Daniel Wais, who lost both of his parents, joined the group in a moving rendition of "Vehi Sheamda."

daniel_wais

via Y-Studs YouTube

At every seder, we sing or recite “Vehi Sheamda,” a song about the Jewish people’s survival. In it, we are reminded of the many times in history in which others vied for our destruction. It’s a song that, like many texts from the Passover seder, has taken on new meanings this year.

That’s probably the reason why Y-Studs, the a cappella group out of Yeshiva University, decided to take a bit of an untraditional route for their Passover parody this year – singing these words from the haggadah to the tune popularized by Yonathan Razel in 2008. And they didn’t do it alone — the group brought on Daniel Wais, a survivor of the October 7 massacre, to sing along with them.

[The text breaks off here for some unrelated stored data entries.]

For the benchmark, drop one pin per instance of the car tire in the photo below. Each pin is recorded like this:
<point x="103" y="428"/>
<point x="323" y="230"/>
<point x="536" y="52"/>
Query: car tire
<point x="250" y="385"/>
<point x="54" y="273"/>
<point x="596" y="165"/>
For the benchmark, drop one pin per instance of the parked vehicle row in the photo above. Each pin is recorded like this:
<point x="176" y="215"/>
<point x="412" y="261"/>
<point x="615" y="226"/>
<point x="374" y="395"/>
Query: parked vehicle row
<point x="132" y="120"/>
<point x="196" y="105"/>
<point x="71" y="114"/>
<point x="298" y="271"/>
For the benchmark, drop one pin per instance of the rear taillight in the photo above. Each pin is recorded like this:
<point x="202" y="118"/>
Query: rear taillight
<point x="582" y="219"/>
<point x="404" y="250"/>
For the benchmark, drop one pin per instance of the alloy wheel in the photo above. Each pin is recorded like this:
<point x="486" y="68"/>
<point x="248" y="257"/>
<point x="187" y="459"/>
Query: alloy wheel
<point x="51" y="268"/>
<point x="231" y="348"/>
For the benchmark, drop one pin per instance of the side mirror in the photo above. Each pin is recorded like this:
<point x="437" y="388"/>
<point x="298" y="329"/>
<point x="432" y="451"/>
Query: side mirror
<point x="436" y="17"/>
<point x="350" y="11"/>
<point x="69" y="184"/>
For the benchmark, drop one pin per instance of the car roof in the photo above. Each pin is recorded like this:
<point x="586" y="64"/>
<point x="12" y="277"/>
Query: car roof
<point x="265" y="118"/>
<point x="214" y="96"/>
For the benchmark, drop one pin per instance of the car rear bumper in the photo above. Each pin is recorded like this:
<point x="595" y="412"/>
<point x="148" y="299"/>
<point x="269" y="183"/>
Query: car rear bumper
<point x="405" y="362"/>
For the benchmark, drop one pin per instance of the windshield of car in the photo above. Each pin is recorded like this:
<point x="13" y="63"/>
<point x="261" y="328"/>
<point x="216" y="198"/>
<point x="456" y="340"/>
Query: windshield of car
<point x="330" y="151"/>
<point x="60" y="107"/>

Wais, who lived on kibbutz Be’eri along with three of his siblings, lost both of his parents, and the video is dedicated to them and is also being used to raise money for the kibbutz that lost so many of its members. The video shows the group and Wais, an accomplished singer and songwriter who released his first album in September of last year, singing the song, but also features videos of the hostages reuniting with their families, the March for Israel in Washington and soldiers in moments of prayer and celebration, as well as videos of them coming home to the field and reuniting with their loved ones.

Daniel’s father, Shmuel, known as Shmulik Wais, the passionate car mechanic of the kibbutz, was killed on October 7, but his mother, Judith, a nurse by training who worked with the children of the kibbutz and who was battling breast cancer, was taken into Gaza. Her body was recovered by the IDF in November by the Shifa Hospital in Gaza. In December, Wais returned to his kibbutz to sing his father’s favorite song amidst the ruins.

This video and song is such a beautiful tribute to Judith, Shmuel, and the rest of the fallen from Be’eri and beyond.